I can’t believe this image is over ten years old. It represents a significant milestone for me, because I captured it about the time I made the decision to turn a 25+ year serious hobby into my profession. With that decision came the realization that simply taking pretty pictures, or being a very good photographer, wouldn’t be enough—there are plenty of those out there. I made a very conscious decision to start seeing the world differently, to stop repeating the images that I, and other photographers, had been doing for years—no matter how successful they were. I won’t pretend to be the first person to photograph a reflection and ignore the primary subject, but seeing my scene this way represented a breakthrough moment for me.
I’d arrived in Yosemite mid-morning on a chilly November day. A few showers had fallen the night before, scouring all impurities from the air. The air was perfectly still, and the Merced River was about as low (and slow) as it can get. This set of conditions—clean, still air and water—is ideal for for reflections. The final piece of the reflection puzzle, the thing that causes people to doubt at first glance that this is indeed a reflection, was simply lucky timing. I arrived at Valley View that morning in the small window of time when El Capitan was fully lit while the Merced remained in shade, creating a dark surface to reflect my brightly lit subject.
A couple of other things to note, not because I remember my thought process, but because I know how I shoot and like to think that they were conscious choices: First is the way the rock in the foreground is framed by El Capitan’s curved outline—merging the two would have sacrificed depth. That rock, along with the thin strip of misty meadow along the top of the frame, serve as subtle clues that this is a reflection. And second is my f22 choice—believe it or not, even though the entire foreground is just a few feet from my lens, the depth of field is huge. That’s because the focus point of a reflection is the focus point of the reflective subject, not the reflective surface. So, while the El Capitan reflection is at infinity, the closest rock is no more than four feet away. In other words, to be sharp from about four feet all the way out to infinity required a very small aperture and very careful focus point selection. I’m guessing that I focused on the second foreground rock, which was about 7 feet away, to ensure sharpness from about 3 1/2 feet to infinity.
Since this image, reflections have been a personal favorite of mine. I blogged about their power in my “Reflecting on reflections” blog post, and included a sampling of my favorites below.
Click an image for a closer look and slide show. Refresh the window to reorder the display.
As always, Gary, great image and insightful post. I always pick up at least one gem of information. My favorite image above is Half Dome from Sentinel Dome.

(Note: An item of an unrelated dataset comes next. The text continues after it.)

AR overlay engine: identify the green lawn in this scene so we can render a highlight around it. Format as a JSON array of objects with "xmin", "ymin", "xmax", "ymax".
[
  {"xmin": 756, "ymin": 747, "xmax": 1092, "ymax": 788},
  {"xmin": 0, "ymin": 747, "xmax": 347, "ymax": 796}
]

Thanks, Gail. That one was one of those images I’d visualized for a long time and was thrilled when I realized it was actually going to happen.
Gary, these are fantastic. I’m going to have to return to Yosemite during a fall season. Thanks for sharing.
Stunning images, I bet you used a tripod too.
Gary, many of us are glad that you made that choice years ago, for a variety of reason. Most obvious is the stunning, thoughtful images that you capture; less obvious, but perhaps more important is your ability (and willingness) to clearly describe the process that went into each image. Other photographers are able to inspire us; few are able to instruct us as well. Thank you for your unique gifts.
Thanks so much, Ed. I spend lots of time on these blog posts and always appreciate hearing they’re read and valued.